The pitch? Developer tooling needs to be rebuilt from scratch for a world where AI agents write most of the code.
What’s the problem?
Dohmke’s argument is pretty straightforward: the tools we use to manage software (git, pull requests, CI/CD pipelines) were all designed around the assumption that humans write code. That assumption is rapidly becoming outdated. As he told Axios , “Soon, developers won’t look at the code anymore, as agents will write way more than humans can review.”
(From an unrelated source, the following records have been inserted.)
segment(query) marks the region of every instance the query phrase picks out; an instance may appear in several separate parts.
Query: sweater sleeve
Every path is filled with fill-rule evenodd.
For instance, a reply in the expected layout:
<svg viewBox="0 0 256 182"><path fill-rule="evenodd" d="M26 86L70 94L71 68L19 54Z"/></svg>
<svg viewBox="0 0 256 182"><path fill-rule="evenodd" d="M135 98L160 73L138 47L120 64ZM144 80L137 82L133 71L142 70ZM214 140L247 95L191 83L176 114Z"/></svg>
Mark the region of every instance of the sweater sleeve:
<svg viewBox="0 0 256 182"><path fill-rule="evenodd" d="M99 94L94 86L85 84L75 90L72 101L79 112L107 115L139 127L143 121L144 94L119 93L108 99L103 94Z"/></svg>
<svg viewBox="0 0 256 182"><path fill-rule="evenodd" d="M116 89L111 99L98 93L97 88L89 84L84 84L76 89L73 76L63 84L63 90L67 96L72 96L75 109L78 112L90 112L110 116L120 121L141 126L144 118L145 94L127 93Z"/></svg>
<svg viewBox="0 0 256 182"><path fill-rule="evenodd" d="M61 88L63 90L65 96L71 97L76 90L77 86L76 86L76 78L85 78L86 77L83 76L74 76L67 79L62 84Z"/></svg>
It’s a bold claim, but hard to argue with the trajectory. Between Claude Code, Cursor’s Composer, and OpenAI’s Codex models, the shift from human-authored to agent-authored code is accelerating fast.
Enter Checkpoints
Entire’s first product is Checkpoints , an open-source CLI tool that captures the context behind AI-generated code. Think of it as a layer on top of git that records the prompts, reasoning, and decision steps that led an AI agent to write what it wrote. Every commit gets enriched with the “why” behind the code, not just the “what.”
The idea is that as code review shifts from reading diffs to auditing agent behavior, you need a way to trace back through the reasoning. It’s basically provenance tracking for AI-written code.
Who’s backing it?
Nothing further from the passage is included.